To highlight the second mechanism, Appendix D compares the majority vote accuracies of two models, which generate the same frequency of independent voters when all voters reach decisions. One is our Model 3, which is a sequential decision-making model. The other is the Model 1 in [9], which describes a simultaneous decision-making situation. We find that the two models generate different majority vote accuracies. This implies that in considering the group decision accuracy, not only the frequency of independent voters but also the process through which the frequency is determined or the circumstance in which voters are involved should be taken into account.

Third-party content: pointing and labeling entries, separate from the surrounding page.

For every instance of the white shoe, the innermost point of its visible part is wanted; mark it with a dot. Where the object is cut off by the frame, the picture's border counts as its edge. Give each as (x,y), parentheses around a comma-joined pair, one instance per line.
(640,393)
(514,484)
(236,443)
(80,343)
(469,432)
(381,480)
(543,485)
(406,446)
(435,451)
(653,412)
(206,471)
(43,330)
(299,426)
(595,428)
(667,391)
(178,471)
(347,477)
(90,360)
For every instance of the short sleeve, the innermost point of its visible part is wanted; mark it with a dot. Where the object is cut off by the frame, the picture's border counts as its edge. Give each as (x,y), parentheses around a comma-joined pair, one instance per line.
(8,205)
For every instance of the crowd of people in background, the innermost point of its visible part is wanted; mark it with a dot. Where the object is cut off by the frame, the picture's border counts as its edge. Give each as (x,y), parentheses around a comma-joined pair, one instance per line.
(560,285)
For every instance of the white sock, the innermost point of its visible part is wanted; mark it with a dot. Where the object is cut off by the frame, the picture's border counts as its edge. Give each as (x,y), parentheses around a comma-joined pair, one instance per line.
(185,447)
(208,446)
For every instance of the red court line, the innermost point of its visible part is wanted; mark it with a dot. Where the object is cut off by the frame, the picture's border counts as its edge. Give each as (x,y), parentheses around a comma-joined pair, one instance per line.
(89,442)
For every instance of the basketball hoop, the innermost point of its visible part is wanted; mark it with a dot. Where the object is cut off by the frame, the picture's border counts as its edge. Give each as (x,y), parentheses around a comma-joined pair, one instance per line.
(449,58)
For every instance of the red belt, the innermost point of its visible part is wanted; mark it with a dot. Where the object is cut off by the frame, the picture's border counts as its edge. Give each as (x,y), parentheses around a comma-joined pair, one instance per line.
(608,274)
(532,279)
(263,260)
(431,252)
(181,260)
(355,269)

Several theoretical studies have previously investigated weighted voting (e.g., [27]). However, in these studies, weights are determined exogenously, and the researchers do not discuss how the weights are determined through social interactions. In contrast, the current study investigates how the distribution of influences, which is qualitatively equivalent to the distribution of weights, generated endogenously in the process of sequential decision-making affects majority vote accuracy. Consequently, we demonstrate that the distribution of influences among independent voters follows an exponential distribution (Eq. (9)). In Appendix E, we show that the conditional distribution of influences among all voters given the voter is an independent voter follows a power-law relationship (see Eq. (32)).

Our model might be too simple to explain the micro-foundation that worsens group decision accuracy. For example, in the present model, voters’ competence is assumed to be homogeneous. However, in the real world, individuals with different competences make collective decisions. The assumption of heterogeneous competence raises a new research question (cf., [28]). Studying how the correlation between a voter’s competence and imitation rate affects majority vote accuracy would be interesting. Moreover, we treat naïve imitations, whereas in the sequential decision-making model by [7] each individual makes a decision by calculating the probability of each option to be correct based on the observation of all predecessors’ actions. Future studies should investigate how different micro-level decision-making processes affect group decision accuracy by incorporating empirical studies. Last, our idea of tracing the path of imitation and then deriving the disparity of influence requires only the imitation rate s, and does not the distribution of competences. Therefore, our idea is expected to be a useful tool for future works.